Infuriatingly, the Dual Brush typically comes in sets of 6 and 10, while the ABT Pro comes in sets of 5 and 12. Dual Brush has come in various (limited edition) sets of 12 in the past, but the only current one I could find was the one with their 12 new colors (the first new colors in 29 years, apparently), which is at a price that offers no volume discount, probably because it’s special.
The ABT Pro sets also don’t really offer much of a discount, but the product is still very new, while the original ABT Dual Brush has been around for decades.
|Tombow ABT (Dual Brush)||Tombow ABT Pro
|Price (Singles)||$3.19/ea MSRP||$5.99/ea MSRP|
|Price (Small set)
||$16.99 MSRP, set of 6
|$29.99 MSRP, set of 5
|Price (Medium set)||$26.99 MSRP, set of 10
|$69.99 MSRP, set of 12
The Tombow ABT Pro is faithful to the design of the original Dual Brush, and thanks to that, it definitely feel like an upgrade of the marker. Water-based markers serve a different purpose than alcohol-based markers though, so I’m not sure a comparison is really fair.
Alcohol-based inks absorb better into paper, allowing for less streaking, effective blending and mixing, more vibrant colors, and so on. Water-based markers don’t bleed through paper and are way cheaper. These statements apply to markers of all brands, and Tombow’s ABT and ABT Pro are no different.

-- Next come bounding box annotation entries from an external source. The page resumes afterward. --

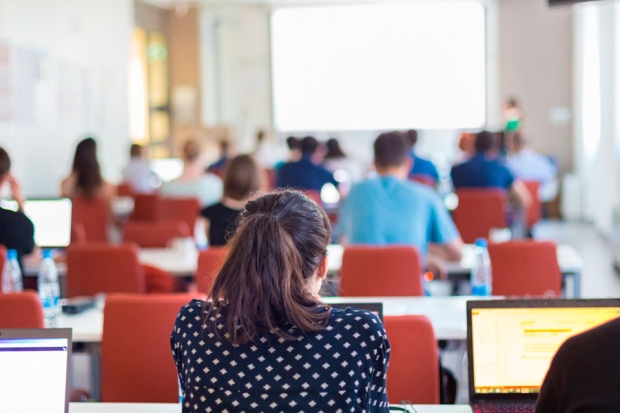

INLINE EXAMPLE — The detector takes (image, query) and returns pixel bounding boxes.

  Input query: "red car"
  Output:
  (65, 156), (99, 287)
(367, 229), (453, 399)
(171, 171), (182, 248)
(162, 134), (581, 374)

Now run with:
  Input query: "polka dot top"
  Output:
(171, 300), (390, 413)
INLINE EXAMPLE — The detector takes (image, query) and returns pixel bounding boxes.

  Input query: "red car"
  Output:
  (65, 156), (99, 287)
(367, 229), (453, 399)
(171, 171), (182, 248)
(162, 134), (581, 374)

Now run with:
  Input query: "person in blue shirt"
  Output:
(340, 132), (463, 274)
(276, 136), (338, 192)
(403, 129), (439, 184)
(451, 131), (530, 207)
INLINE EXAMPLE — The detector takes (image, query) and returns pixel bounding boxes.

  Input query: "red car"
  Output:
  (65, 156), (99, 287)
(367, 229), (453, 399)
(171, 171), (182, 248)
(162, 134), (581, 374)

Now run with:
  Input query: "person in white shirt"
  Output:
(506, 132), (558, 202)
(123, 143), (161, 194)
(160, 140), (223, 208)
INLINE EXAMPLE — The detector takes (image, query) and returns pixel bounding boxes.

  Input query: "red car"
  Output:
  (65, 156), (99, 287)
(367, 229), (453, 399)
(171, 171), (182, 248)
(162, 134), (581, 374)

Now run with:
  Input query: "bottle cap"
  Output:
(476, 238), (488, 248)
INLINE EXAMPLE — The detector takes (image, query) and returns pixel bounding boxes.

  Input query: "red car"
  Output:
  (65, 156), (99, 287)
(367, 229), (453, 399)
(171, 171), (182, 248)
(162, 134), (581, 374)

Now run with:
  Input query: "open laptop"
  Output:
(467, 299), (620, 413)
(0, 198), (71, 248)
(0, 328), (71, 413)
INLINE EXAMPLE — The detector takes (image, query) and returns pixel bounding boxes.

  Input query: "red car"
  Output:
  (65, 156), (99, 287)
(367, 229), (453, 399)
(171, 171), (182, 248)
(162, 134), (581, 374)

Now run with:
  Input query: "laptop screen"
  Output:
(470, 307), (620, 394)
(0, 330), (71, 413)
(0, 198), (71, 248)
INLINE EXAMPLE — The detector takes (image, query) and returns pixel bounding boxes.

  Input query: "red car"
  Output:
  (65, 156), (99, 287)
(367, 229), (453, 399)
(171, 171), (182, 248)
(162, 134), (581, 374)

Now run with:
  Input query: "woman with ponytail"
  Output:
(171, 191), (390, 413)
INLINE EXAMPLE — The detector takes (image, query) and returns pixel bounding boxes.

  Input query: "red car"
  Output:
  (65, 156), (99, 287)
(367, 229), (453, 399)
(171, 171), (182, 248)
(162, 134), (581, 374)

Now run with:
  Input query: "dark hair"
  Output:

Tombow ABT Pro VS Winsor & Newton Promarker VS Copic Sketch/Ciao
At $5.99/ea for singles, the Tombow ABT Pro costs the same as the Winsor & Newton Promarker and Promarker Brush, which is also non-refillable.
Performance is similar, though the Tombow sees more of the speckling issue when blending colors. Tombow’s markers are 9mm in diameter compared to W&N’s 12-15mm, which makes them more comfortable to hold for me, but your preference may be different.
However, singles of the Tombow ABT Pro are more expensive than singles of Copic Ciao ($5.49/ea), which are exactly the same as the Copic Sketch (which is what I have on hand to test/compare with), but with 0.4 mL less ink capacity.
And Copics are refillable.
Honestly, I think the performance of most alcohol-based markers is really similar. They all blend pretty well and have impressive color saturation.
Most differences are in the physical properties of the marker itself, such as marker body shape, or brush length, rather than the properties of its ink. For the heavy or frequent user, other factors like color availability and refillableness are also really important, and I think this is why it’s an uphill battle for any brand trying to dethrone Copic.
The above page is colored with the Tombow ABT Pro, and the below is colored with Copic Sketch.
Copic’s brush tip is a bit more flexible, allowing for longer, curvier brush strokes, but other than that, the two markers perform really similarly, and I don’t think anyone could tell at a glance which was done with which if I didn’t tell them.
So then it just comes down to price, right?
Copic Ciao is almost always the cheapest for singles and they’re more likely to go on sale than any other brand due to Copic’s ubiquitous presence at most art retailers. They’re refillable and come in more colors, too.
I don’t understand why more would-be Copic competitors don’t go for the refillable factor. With performance almost a non-factor, their only possible edge has to be either in design, price, or convenience. So far, most seem to be losing on price, and design depends too much on personal preference to be reliable. Refillability is a huge convenience factor, and it seems like that least they could do is match their main competition?
The Tombow ABT Pro is a solid marker. It has a nice, familiar form factor for Tombow Dual Brush fans looking to upgrade, but unless you just really love the long, thin, marker body shape, I don’t see any reason to choose it over Copic, or whatever other alcohol-based marker you’re already using.